A woman falls in love with a married man. Written in 1924, it is a contemplation of society's reaction to the couple's actions and what happens to her friends and family-- and Ruth-- after Ruth and Stuart decide to go away together. It is contemplative, musing on whether Ruth is really 'wicked', what a woman's role in society (and outside society)really entails, and how small a town can be. Just a lovely, lovely book.
This novel ended up being more thought-provoking than I initially thought it would. I'm glad I read it. It is an interesting exploration of the consequences of being faithful to the norms of society or to your pride or your own heart. At times the writing is tedious. The author uses the word "thing" way too often. But all-in-all I would call it another winner from Persephone Books.
Fidelity is a parable, almost, about love and living.

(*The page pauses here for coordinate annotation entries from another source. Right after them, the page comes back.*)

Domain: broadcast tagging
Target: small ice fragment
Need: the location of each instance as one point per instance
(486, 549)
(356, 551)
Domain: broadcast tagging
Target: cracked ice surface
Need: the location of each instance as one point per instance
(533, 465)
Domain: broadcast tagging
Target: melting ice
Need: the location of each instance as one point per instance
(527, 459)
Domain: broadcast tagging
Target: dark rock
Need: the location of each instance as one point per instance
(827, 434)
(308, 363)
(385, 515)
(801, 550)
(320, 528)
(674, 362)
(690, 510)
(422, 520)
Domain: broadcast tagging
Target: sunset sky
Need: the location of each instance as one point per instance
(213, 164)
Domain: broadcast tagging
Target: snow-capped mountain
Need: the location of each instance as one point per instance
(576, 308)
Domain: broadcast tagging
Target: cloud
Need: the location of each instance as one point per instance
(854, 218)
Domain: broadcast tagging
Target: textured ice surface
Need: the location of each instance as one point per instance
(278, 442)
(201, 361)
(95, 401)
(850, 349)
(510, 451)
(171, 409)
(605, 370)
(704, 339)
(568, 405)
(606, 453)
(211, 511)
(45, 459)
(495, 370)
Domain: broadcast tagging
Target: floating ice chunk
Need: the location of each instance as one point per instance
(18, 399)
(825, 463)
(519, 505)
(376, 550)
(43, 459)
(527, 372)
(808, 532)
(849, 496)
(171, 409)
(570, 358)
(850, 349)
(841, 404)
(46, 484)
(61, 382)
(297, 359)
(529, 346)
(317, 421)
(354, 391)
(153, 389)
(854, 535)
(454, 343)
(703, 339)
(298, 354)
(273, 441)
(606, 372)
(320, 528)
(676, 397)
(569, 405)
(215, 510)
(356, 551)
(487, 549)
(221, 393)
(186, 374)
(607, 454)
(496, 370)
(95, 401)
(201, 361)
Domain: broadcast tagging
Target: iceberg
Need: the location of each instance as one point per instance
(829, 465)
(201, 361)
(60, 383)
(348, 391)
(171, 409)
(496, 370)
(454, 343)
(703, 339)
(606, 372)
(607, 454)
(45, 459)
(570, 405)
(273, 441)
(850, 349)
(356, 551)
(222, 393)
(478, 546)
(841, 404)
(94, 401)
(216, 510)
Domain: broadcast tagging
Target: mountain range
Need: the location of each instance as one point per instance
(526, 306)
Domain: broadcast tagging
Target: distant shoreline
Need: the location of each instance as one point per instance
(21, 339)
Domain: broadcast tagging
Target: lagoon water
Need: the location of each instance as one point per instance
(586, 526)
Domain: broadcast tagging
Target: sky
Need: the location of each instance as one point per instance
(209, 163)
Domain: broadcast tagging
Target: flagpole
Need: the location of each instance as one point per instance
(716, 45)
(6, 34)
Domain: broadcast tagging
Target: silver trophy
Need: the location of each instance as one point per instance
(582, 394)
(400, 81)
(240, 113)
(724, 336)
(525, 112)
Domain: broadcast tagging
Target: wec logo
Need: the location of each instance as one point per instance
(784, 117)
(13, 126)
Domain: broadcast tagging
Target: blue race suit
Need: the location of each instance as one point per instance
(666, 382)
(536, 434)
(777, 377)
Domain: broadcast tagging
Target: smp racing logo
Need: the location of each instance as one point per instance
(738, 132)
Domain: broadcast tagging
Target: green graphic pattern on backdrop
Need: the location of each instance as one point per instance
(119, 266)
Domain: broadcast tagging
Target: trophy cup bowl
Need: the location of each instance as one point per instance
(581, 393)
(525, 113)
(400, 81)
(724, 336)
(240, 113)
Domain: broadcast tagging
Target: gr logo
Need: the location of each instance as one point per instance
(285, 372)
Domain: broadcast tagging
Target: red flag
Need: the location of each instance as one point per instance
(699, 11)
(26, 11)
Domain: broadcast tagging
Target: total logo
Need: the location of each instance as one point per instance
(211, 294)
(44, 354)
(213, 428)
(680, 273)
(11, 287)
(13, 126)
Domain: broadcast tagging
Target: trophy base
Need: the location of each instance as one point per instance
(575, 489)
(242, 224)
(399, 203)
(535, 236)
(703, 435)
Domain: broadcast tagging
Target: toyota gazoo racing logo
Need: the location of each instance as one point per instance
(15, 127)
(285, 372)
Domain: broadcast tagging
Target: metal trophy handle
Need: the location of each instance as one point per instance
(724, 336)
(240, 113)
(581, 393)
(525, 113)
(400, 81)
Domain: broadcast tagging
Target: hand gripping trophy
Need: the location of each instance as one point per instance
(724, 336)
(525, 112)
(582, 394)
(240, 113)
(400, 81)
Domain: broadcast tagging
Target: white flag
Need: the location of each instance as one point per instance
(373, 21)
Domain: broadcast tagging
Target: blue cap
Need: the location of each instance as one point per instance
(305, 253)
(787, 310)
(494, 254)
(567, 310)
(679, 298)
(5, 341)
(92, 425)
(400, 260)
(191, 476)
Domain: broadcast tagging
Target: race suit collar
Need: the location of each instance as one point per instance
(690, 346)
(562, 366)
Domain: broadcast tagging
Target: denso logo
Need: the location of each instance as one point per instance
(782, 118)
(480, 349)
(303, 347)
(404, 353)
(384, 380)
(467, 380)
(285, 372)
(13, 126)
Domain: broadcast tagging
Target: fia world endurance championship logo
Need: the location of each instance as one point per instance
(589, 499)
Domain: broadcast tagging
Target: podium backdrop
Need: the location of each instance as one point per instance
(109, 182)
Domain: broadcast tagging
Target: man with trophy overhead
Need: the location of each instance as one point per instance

Except that it isn't a parable because the characters are deep. But it is a story in service to ideas. I got quite drawn in at the end, though sometimes it was a litany of emotions. And I liked about it that it totally stomped on the "show not tell" idea. It was tell, tell, tell and good for it.
Anna gave me this book, because the author is a native of Davenport. I actually really enjoyed it a lot. Mostly because I could relate many of the things she described to Davenport, but also because the story line pulled me in fast (kind of in a trashy romance novel sort of way). Anyway, I would definitely recommend it to Iowans, and halfway recommend it to others.
This book was so far up my alley I think I might live on this alley. Wonderful, wonderfully written, wonderfully nuanced characters and an ending that made me want to blast the theme song from The Hills and live life.
Poetic & delightful, full of meaning. A brilliant, crafted critique of genteel America.